Deloitte’s 2020 Manufacturing Industry Outlook: 67.9% of manufacturers optimistic for 2020, down from 2019 survey
Vice Chairman, U.S. Industrial Products & Construction Leader Paul Wellener says manufacturers should increase resilience in their operations and double-down on the core of their portfolios. Companies should build digital muscle across the supply chain and mobilize partnerships within their ecosystem. Start by examining current supply networks and consider how to build additional agility, including additional digital technologies to increase visibility and transparency in order to flex production and resources as necessary.
McKinsey & Co.’sGlobal AI Survey: Manufacturing, supply chain management reporting significant cost decreases via individual artificial intelligence (AI)
In manufacturing, some of the most significant savings come from optimizing yield, energy, and throughput. In supply chain management, savings come from spend analytics and logistics-network optimization.

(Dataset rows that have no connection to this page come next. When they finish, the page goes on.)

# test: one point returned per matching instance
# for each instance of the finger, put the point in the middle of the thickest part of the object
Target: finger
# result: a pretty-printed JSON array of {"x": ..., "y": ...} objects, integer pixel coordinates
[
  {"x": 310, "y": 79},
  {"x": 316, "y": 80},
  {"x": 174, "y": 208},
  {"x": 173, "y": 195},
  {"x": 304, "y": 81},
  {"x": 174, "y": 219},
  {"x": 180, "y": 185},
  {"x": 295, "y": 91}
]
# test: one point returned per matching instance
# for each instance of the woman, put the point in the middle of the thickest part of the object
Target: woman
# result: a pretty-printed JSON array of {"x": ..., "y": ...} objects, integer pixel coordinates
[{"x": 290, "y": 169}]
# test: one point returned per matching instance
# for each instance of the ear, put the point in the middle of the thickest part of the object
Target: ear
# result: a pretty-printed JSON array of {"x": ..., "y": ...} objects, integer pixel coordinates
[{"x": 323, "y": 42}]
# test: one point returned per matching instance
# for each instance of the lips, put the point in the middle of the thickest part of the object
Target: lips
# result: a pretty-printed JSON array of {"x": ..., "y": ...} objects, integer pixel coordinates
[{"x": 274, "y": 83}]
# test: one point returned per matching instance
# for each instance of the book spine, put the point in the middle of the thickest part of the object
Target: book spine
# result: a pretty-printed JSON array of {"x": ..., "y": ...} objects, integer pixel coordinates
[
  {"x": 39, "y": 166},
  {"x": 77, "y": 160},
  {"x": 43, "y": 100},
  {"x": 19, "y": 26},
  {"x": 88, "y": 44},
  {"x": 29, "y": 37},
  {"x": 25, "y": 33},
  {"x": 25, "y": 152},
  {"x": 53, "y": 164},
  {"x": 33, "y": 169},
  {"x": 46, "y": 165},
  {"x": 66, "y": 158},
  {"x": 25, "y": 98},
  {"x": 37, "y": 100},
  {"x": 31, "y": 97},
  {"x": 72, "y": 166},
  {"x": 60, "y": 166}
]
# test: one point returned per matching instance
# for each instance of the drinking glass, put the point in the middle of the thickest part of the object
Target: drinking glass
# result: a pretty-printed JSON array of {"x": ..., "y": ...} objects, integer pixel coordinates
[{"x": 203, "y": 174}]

Mercer Capital’sShifting care from in-patient: "The transition to the healthcare delivery paradigm from fee-for-service (FFS) to value models is expected to lead to fewer hospital admissions and procedures, given the focus on cost-cutting and efficiency. …Ultimately, lower reimbursement rates and reduced procedure volume will likely limit pricing gains for medical devices and equipment," notes Sujan Rajbhandary, vice president, Mercer Capital’s Financial Reporting Valuation Group and Daniel McLeod, senior financial analyst with Mercer Capital.
In addition, Rajbhandary says, "pricing pressures will be felt by many incumbent and older devices, which further underscores the need for manufacturers to keep on top of innovation to continually pursue new products and technologies."
Critical new technologies such as additive manufacturing (AM), streamline early stages of product design and development and design for manufacturability (DFM).
While the first half of 2020 is likely to start slower than some anticipated, now’s the time for manufacturers to invest in advanced technologies. With connected shop floors, common software platforms working across a company, real-time machine monitoring, and automation, manufacturers can enter the decade with a plan to be more data-driven so they can troubleshoot problems sooner, improve product quality, and excel in a sector where labor shortages remain.